Is CouchDB a good persistent layer for Membase? - nosql

Membase is great for social game due to it's low latency.
As I understand CouchDB is a MVCC system using b+ tree, with a focus on append only design.
(http://guide.couchdb.org/draft/btree.html)
One of the most important scenario of Membase is social game.
Social game has a lot of write operations (50+%).
And a good portion of them are in-place updates.
So why is CouchDB a suitable persistent layer for Membase?

I'd also add that CouchDB's append-only log format really doesn't have much relation to whether application writes are new items or updates. The append-only format gives us much better reliability and performance than an in-place system (like sqlite...which is still quite reliable). It's also much easier to take backups of.
Does Membase NEED an append-only log format? maybe not...does it NEED CouchDB?...YES!

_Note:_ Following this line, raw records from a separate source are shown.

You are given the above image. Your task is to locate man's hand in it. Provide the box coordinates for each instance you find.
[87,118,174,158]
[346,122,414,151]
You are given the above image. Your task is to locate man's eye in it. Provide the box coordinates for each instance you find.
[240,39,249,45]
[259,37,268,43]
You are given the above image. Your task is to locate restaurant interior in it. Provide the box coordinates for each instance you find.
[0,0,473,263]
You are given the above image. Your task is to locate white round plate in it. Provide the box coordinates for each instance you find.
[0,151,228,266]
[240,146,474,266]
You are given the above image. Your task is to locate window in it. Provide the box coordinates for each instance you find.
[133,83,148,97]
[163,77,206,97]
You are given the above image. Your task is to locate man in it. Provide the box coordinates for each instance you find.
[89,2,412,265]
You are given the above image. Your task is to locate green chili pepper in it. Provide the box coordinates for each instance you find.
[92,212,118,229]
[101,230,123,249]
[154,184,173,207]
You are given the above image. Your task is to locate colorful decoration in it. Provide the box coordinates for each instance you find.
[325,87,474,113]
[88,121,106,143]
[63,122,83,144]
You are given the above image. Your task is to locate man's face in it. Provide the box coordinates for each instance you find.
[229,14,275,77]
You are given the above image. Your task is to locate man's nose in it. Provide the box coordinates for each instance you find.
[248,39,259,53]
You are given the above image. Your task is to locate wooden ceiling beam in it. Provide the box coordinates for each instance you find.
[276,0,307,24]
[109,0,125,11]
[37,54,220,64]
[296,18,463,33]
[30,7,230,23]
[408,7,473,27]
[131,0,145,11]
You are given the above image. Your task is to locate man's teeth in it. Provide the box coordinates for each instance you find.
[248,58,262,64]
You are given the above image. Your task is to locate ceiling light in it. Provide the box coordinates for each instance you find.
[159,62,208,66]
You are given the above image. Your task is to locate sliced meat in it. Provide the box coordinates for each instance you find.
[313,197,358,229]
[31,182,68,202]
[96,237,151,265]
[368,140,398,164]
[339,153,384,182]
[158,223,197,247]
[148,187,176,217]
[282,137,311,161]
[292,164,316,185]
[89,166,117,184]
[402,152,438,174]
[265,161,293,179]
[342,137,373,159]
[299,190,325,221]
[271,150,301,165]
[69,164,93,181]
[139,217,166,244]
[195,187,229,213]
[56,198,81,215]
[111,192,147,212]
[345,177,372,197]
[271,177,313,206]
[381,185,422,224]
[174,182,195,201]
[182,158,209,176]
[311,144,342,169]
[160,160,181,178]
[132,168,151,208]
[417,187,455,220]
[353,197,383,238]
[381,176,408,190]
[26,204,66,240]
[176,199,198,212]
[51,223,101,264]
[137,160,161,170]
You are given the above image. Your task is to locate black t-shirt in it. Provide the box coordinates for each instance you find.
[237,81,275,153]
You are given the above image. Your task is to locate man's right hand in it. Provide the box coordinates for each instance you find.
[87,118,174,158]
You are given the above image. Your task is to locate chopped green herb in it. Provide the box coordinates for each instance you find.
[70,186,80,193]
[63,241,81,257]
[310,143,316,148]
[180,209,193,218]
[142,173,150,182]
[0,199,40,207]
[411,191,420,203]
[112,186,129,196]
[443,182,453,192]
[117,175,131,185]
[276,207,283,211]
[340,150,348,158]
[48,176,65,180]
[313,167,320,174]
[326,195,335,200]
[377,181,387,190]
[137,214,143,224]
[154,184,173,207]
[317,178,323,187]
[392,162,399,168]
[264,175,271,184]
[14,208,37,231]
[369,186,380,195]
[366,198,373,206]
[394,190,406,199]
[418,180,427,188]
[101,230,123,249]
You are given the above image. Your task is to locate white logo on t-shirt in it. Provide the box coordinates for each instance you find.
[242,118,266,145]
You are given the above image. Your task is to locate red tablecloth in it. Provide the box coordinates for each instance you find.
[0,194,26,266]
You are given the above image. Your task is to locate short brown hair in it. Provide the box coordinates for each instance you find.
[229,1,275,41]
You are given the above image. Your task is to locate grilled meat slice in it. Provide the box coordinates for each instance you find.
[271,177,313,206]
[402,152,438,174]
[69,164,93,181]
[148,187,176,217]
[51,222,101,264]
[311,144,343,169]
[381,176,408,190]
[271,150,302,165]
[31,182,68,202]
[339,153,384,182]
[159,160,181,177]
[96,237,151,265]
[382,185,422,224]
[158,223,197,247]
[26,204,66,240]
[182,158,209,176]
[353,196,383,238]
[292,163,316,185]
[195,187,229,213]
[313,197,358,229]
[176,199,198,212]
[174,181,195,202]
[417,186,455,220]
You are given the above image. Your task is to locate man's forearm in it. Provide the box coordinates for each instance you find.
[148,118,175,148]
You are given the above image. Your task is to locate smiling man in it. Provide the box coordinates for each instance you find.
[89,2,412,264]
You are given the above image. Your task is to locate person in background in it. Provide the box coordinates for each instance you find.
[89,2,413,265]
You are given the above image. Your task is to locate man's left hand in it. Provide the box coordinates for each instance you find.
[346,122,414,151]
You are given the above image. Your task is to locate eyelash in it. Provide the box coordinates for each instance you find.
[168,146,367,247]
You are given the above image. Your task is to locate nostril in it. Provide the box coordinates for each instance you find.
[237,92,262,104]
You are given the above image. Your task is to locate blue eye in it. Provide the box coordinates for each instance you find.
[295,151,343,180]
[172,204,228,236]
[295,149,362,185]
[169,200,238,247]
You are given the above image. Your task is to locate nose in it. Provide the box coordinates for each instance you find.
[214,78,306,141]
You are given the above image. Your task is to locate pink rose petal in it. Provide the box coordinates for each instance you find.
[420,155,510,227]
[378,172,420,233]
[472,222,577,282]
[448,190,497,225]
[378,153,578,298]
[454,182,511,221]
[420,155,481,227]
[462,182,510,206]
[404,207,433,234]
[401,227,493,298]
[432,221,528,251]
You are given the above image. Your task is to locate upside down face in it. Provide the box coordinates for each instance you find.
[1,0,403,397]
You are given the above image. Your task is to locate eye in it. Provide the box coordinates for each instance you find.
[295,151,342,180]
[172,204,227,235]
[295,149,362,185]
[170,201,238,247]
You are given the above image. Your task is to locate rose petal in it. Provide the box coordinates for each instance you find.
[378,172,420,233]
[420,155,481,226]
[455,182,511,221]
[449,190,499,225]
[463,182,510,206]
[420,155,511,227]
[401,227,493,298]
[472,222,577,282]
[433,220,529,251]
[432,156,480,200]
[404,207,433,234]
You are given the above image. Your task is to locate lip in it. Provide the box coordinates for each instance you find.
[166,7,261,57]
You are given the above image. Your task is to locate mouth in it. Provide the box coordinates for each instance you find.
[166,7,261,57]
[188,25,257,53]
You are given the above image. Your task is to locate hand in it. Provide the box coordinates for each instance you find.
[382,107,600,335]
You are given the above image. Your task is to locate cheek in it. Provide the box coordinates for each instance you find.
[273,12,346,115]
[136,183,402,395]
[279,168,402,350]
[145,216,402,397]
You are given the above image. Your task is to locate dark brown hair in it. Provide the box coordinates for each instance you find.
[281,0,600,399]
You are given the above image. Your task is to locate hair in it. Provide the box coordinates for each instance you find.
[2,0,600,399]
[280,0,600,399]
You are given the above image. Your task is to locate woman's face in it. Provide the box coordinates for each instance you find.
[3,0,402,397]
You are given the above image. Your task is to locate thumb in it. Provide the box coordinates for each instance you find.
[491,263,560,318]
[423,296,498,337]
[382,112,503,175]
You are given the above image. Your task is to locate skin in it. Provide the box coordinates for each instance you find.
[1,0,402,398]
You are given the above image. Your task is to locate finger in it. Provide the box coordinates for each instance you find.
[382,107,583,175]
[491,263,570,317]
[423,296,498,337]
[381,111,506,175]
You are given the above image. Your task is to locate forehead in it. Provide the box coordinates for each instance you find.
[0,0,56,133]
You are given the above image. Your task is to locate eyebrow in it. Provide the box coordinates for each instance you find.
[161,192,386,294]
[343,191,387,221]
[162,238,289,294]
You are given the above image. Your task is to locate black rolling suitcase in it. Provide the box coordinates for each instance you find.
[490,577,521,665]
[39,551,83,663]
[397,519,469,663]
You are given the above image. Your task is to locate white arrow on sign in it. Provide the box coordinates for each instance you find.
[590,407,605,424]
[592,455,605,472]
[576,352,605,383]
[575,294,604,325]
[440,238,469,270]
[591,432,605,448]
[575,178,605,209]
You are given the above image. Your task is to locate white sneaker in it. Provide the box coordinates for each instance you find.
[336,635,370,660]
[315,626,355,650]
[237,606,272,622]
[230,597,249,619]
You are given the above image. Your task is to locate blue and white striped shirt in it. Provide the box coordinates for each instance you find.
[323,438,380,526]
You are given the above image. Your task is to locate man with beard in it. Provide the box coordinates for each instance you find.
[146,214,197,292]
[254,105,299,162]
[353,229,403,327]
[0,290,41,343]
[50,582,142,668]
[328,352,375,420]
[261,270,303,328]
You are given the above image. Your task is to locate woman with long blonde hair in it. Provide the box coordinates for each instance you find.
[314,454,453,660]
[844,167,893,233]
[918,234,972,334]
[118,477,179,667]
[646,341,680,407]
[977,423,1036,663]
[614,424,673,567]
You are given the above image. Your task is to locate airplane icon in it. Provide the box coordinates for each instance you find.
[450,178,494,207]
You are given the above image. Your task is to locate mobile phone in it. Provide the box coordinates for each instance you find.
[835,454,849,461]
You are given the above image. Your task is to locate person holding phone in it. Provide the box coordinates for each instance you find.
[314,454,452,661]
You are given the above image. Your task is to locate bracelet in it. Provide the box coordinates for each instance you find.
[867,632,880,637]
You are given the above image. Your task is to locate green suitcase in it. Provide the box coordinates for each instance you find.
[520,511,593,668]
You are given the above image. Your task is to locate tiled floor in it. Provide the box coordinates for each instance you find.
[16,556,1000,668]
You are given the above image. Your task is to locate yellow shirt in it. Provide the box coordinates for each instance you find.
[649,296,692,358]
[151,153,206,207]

The benefits of map-reduce and indexing as well as eventually consistent replication that CouchDB brings are nothing less than huge for Membase...and the benefits of low-latency, clustering and UI that Membase brings to CouchDB are arguably just as important.

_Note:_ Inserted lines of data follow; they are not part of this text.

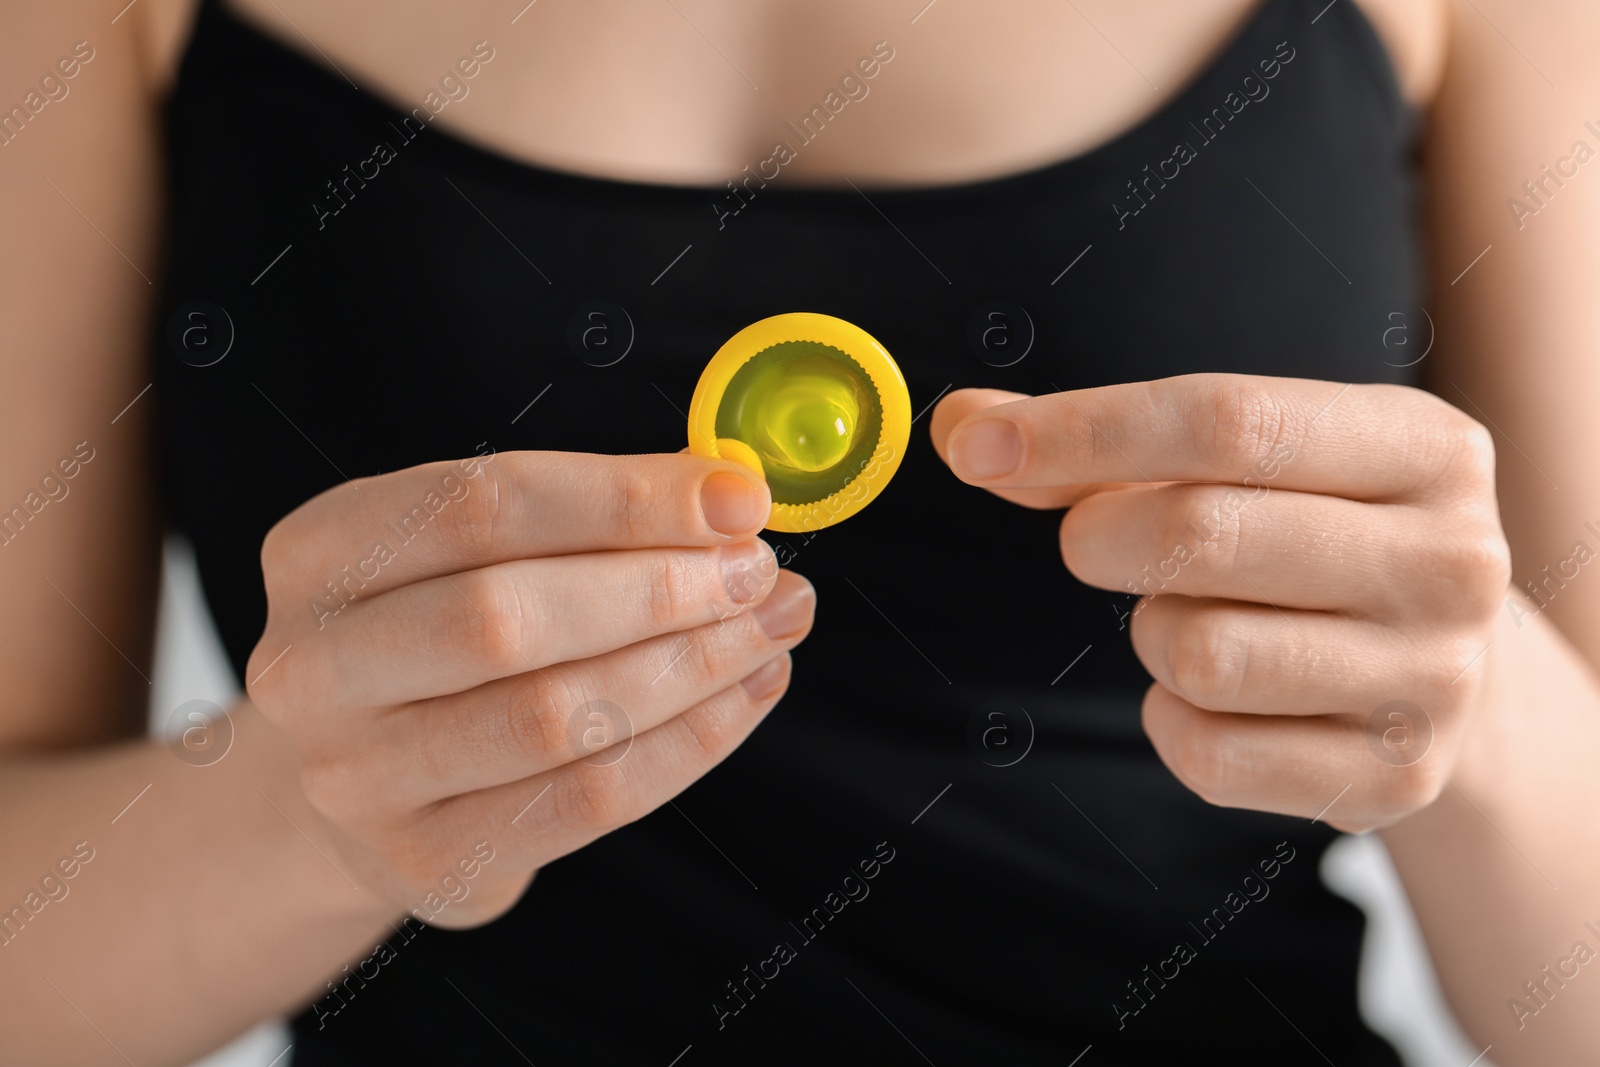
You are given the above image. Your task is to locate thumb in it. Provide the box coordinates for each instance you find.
[928,388,1032,467]
[930,388,1086,509]
[930,387,1149,510]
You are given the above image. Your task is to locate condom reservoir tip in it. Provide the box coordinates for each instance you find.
[687,313,911,533]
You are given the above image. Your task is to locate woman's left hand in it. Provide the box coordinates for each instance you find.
[931,373,1513,832]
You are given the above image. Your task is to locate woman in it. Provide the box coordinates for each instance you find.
[1,0,1596,1062]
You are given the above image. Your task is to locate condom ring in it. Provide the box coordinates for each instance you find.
[687,312,911,533]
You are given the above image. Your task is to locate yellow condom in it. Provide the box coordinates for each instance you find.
[688,313,911,533]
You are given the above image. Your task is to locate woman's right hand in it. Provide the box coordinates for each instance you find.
[245,450,814,928]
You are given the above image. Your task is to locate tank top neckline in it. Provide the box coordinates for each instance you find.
[195,0,1408,202]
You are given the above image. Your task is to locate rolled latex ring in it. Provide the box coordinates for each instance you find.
[687,312,911,533]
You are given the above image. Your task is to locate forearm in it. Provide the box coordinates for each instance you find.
[1381,593,1600,1063]
[0,701,400,1066]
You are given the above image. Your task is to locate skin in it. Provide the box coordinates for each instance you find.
[250,454,815,918]
[0,0,1596,1062]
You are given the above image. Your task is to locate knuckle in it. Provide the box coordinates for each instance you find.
[259,477,374,597]
[702,618,753,680]
[1070,403,1114,481]
[1383,758,1447,814]
[1400,390,1495,492]
[1418,645,1467,698]
[675,694,745,763]
[440,570,527,674]
[443,463,506,560]
[258,516,298,594]
[675,624,739,689]
[246,636,307,720]
[1435,532,1514,609]
[1166,619,1247,709]
[1445,415,1499,488]
[1203,379,1291,473]
[502,669,584,762]
[1173,720,1243,807]
[554,762,627,831]
[1438,634,1492,695]
[244,645,276,711]
[614,465,657,543]
[1167,491,1242,583]
[642,552,696,631]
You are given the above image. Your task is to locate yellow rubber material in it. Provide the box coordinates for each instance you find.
[687,313,911,533]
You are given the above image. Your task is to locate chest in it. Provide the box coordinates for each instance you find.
[218,0,1437,187]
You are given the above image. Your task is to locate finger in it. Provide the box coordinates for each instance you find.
[374,570,815,799]
[1059,482,1424,614]
[1128,596,1462,716]
[265,451,773,605]
[417,648,797,875]
[930,389,1028,462]
[942,373,1485,503]
[931,389,1079,508]
[932,387,1154,509]
[1141,684,1448,832]
[313,539,783,707]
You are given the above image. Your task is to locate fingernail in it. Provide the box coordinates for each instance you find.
[753,579,815,640]
[701,470,767,535]
[740,654,790,700]
[949,419,1020,479]
[721,540,775,604]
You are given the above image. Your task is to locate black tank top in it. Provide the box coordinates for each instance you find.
[154,1,1420,1062]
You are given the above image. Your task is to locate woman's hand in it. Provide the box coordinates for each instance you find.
[932,373,1512,833]
[245,451,815,927]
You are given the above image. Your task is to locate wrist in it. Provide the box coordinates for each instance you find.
[1445,582,1590,815]
[230,701,405,927]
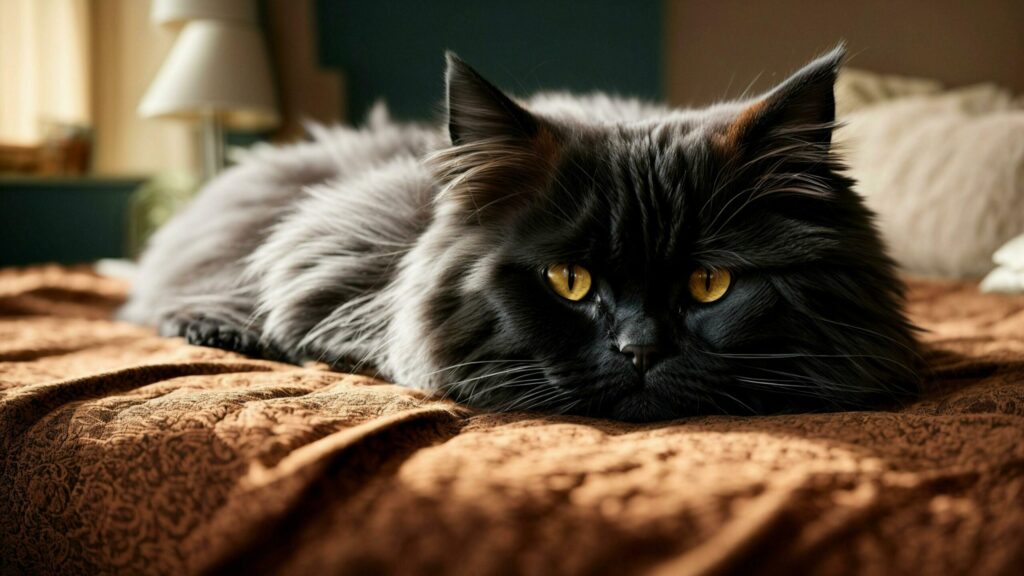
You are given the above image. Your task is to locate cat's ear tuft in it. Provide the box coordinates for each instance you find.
[433,53,560,221]
[718,44,845,153]
[445,52,539,145]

(Disclosure: I work for Couchbase)
Perry Krug

CouchDB has great file formats, great ability to recover from crashes, sophisticated authentication and authorization tools, and a universal, standard, interface: HTTP. CouchDB is poor at low-latency queries, optimized memory utilization, and heavy update speeds (a million per second).

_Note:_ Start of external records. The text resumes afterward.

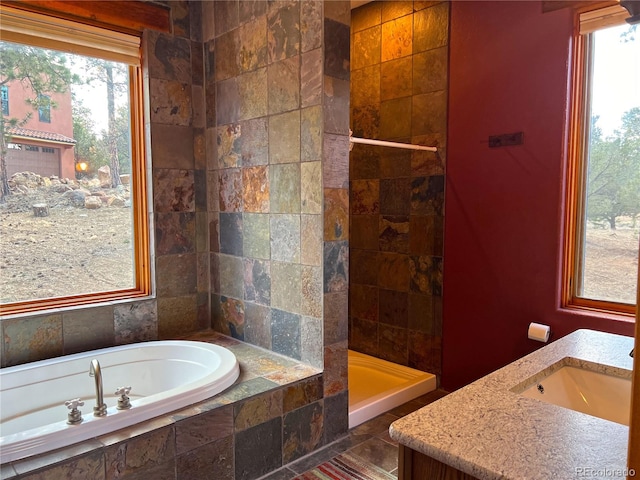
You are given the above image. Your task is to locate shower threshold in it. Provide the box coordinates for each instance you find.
[348,350,437,429]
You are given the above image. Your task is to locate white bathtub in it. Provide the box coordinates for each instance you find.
[348,350,436,428]
[0,340,240,464]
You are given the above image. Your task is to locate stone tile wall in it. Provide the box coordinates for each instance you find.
[349,1,448,377]
[1,2,350,478]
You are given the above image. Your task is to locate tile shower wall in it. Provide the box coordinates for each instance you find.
[1,1,350,479]
[349,1,448,377]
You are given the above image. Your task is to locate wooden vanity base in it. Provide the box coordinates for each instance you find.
[399,445,481,480]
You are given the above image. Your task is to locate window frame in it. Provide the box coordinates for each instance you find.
[0,6,153,316]
[562,5,637,318]
[1,85,9,115]
[37,94,51,123]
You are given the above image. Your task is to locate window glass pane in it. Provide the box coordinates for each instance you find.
[0,41,135,304]
[580,24,640,305]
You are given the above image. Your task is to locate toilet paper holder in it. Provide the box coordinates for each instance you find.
[528,322,551,343]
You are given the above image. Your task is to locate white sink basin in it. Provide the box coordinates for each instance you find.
[519,362,632,426]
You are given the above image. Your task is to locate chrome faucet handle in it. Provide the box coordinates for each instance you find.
[65,398,84,425]
[115,386,132,410]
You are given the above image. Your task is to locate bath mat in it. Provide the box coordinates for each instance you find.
[293,452,396,480]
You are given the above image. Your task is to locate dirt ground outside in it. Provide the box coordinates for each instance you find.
[0,177,638,306]
[0,175,134,304]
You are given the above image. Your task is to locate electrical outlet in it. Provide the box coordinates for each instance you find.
[488,132,524,148]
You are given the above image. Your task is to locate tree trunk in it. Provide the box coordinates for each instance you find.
[0,111,11,203]
[608,215,617,230]
[106,65,121,188]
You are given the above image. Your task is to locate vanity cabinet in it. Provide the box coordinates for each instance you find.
[398,445,480,480]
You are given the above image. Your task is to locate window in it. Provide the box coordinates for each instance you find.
[1,85,8,115]
[0,5,150,315]
[37,94,51,123]
[24,145,39,152]
[564,5,640,316]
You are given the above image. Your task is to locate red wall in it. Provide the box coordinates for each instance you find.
[443,1,635,391]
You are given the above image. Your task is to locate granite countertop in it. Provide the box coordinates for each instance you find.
[390,329,635,480]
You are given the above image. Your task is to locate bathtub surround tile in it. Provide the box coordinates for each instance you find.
[323,341,348,397]
[267,2,301,62]
[2,314,63,366]
[380,54,412,99]
[380,148,412,179]
[15,449,106,480]
[351,1,381,33]
[235,417,283,480]
[154,212,196,255]
[147,31,192,83]
[301,49,323,108]
[379,97,412,139]
[412,90,448,137]
[301,266,322,318]
[300,316,323,369]
[177,437,234,480]
[219,168,243,212]
[324,188,349,242]
[242,165,270,212]
[413,47,448,95]
[301,1,322,53]
[114,299,158,345]
[270,214,301,262]
[301,214,323,266]
[62,306,114,354]
[238,68,269,121]
[269,111,301,165]
[240,117,269,166]
[323,241,348,293]
[283,401,324,463]
[215,30,241,82]
[150,124,195,170]
[215,0,239,37]
[237,15,267,72]
[239,1,267,25]
[410,175,445,215]
[157,295,198,339]
[207,170,220,211]
[324,79,350,137]
[243,258,271,305]
[175,405,234,454]
[271,309,301,359]
[300,106,322,164]
[218,124,242,168]
[220,212,244,256]
[153,169,195,212]
[105,426,176,479]
[243,213,271,259]
[323,20,350,82]
[351,104,381,142]
[268,56,301,115]
[244,302,272,349]
[221,296,246,340]
[351,65,380,109]
[323,135,349,189]
[234,390,283,432]
[301,161,322,213]
[270,164,301,214]
[149,79,192,126]
[271,261,301,312]
[283,376,324,414]
[217,77,241,126]
[196,212,209,253]
[323,291,348,345]
[156,253,198,297]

Membase currently has only a simple SQLite file format for persistence, less sophisticated authentication and authorization, using a more obscure protocol. Membase is amazing for low-latency queries, ideal memory utilization, and heavy update speeds.
I think the two complement each other very well. Since the merging effort is coming from core developers in both projects, collaborating together, I expect to see the strengths of both and the weaknesses of neither. Yes, CouchDB is a good persistence layer for Membase.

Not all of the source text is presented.